With the funds obtained through this bond issue, Cap Cana will pay in full its debt to the national banks, by making a payment of US $62.3 million. The remaining net funds will be used to speed up the project's development.
This is a pioneering transaction in many ways. Cap Cana, along with financial consultant and bond issue manager, Bear, Stearns & Co., developed an innovative financing structure with a level of complexity and sophistication never seen before in international markets.
The structure provides investors with an important level of protection by integrating a dynamic system of guarantees, which adjust as the construction project moves forward. It provides Cap Cana an extraordinary level of flexibility that will enable it to drastically increase its levels of sales, provide better payment plans for customers, and significantly increase the project's development speed.

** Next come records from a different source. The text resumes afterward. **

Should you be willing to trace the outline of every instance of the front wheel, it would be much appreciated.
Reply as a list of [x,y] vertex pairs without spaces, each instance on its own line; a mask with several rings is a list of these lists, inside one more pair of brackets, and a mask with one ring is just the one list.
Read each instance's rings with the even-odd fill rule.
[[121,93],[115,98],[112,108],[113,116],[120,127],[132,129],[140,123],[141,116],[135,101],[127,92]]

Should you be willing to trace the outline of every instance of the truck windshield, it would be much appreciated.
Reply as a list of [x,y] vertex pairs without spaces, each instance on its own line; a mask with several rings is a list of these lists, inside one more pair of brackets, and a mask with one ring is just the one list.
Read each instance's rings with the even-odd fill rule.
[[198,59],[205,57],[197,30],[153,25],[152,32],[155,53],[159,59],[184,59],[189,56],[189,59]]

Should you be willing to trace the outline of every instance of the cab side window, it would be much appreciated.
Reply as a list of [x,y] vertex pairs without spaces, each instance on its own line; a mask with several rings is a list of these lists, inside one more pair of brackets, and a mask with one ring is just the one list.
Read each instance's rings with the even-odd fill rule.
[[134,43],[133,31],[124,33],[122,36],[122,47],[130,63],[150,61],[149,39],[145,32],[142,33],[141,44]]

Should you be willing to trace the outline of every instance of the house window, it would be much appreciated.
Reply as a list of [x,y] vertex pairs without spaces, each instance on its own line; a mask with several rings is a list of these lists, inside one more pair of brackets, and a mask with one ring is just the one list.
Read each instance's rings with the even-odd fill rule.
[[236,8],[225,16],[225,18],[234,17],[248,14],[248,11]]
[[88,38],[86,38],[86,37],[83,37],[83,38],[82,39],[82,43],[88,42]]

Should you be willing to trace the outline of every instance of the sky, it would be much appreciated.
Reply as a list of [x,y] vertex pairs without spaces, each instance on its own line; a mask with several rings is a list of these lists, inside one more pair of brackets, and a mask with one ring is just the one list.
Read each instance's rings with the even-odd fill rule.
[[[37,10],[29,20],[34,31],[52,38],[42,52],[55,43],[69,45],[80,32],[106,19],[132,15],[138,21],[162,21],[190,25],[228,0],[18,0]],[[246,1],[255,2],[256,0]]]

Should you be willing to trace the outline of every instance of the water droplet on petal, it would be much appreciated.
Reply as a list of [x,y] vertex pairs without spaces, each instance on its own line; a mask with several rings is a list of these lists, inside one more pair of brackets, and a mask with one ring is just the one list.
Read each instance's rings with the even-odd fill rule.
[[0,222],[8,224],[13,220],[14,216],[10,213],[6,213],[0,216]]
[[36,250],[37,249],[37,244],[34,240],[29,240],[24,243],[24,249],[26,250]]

The transaction's main innovation is the effective combination of securitization processes with project financing. There is an important construction component, which enables the creation of an attractive structure for both the investors and the company.

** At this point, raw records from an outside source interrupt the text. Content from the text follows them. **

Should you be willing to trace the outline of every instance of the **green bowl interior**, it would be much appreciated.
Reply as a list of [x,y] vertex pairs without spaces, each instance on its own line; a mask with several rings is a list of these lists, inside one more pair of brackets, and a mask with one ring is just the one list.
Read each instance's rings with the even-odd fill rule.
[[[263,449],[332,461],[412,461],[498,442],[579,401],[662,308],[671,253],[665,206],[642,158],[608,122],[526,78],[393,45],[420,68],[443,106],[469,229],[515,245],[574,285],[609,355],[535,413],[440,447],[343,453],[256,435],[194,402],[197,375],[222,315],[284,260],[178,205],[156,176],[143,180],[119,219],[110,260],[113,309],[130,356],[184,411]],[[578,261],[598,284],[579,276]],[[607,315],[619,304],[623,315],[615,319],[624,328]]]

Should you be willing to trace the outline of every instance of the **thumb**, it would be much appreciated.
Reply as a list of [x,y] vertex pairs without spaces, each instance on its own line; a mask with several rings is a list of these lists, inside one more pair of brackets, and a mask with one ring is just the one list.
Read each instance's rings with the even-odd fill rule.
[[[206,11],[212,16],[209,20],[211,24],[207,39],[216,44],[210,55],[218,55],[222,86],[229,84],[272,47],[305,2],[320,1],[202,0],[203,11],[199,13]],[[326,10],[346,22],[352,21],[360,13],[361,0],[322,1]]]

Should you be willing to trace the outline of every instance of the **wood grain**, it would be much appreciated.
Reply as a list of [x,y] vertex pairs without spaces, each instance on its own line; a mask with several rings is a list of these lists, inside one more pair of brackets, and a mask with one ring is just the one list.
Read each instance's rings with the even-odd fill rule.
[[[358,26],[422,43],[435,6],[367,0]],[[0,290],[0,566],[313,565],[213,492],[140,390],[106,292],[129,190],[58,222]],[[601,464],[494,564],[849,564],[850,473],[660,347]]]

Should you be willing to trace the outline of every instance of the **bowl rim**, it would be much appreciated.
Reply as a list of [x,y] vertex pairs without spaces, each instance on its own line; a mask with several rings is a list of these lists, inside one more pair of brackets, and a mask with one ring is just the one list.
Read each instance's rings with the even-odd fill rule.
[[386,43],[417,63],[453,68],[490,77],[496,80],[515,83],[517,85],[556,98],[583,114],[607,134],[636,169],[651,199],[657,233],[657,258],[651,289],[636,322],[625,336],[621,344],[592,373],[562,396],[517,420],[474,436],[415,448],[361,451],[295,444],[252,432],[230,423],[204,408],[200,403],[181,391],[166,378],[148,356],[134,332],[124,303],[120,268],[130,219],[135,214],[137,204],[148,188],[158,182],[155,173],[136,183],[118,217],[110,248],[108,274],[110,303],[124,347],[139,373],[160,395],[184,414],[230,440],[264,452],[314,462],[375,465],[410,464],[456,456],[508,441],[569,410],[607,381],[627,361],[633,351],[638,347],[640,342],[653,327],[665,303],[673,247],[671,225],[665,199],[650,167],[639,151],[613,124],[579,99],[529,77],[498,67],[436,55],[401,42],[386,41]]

Funds from the bond issue will be deposited in an escrow account and will be disbursed for construction purposes, under de supervision of international firm
The Louis Berger Group Inc., which will act as an independent
engineering company.
"The quality of construction at Cap Cana is at par with the highest international standards," said Carlos Marcenaro, Senior Vice-President of The Louis Berger Group Inc. Interest generated by this transaction, as evidenced by a high demand of more than $100 million US dollars, enabled an
increase in the bond issue from US $200 million to US $250 million, as well as a reduction in the interest rate to unprecedented levels for a Dominican corporate issuer.
This significant success, along with the innovative financial engineering, has spurred rumors around international financial circles that it may be nominated Transaction of the Year in Latin America.
CB Richard Ellis, the largest international real estate services company in the world, rated the Cap Cana property at US $1.11 billion. Jorge Hurtado, Director at CB Richard Ellis, pointed out that "Cap Cana is a development that stands out because of its ambitious dimensions; the combination of beaches, golf and a marina, and the indisputable beauty of its surroundings.
The project's distinctiveness, along with the prices it has achieved, reflects an impressive proposition of added value equal to the top destinations in the Caribbean." Given this high value, even after this bond issue, Cap Cana's debt levels will remain relatively low, since its total debt represents less than 30% of the project's worth.
Following its high-profile track of partnering with some of the most prestigious firms around the world, Cap Cana resorted to Bear, Stearns & Co. Inc. as the exclusive agent for the bond issue; and to
Simpson, Thacher & Bartlett and Mejia, Armenteros & Ortiz, as legal counsel in the United States and the Dominican Republic, respectively. In turn, Bear Stearns secured the legal services of Thacher Profit Wood in the United States, and those of Squire Sanders Dempsey Pena Prieto & Gamundi in the Dominican Republic.
KPMG Dominican Republic audited the company's financial statements, validating the data contained in the Offer Memorandum.
"We feel highly honored to have the opportunity to be part of a financial milestone in Dominican history," said Jose N. Cardona, Executive Partner at KPMG.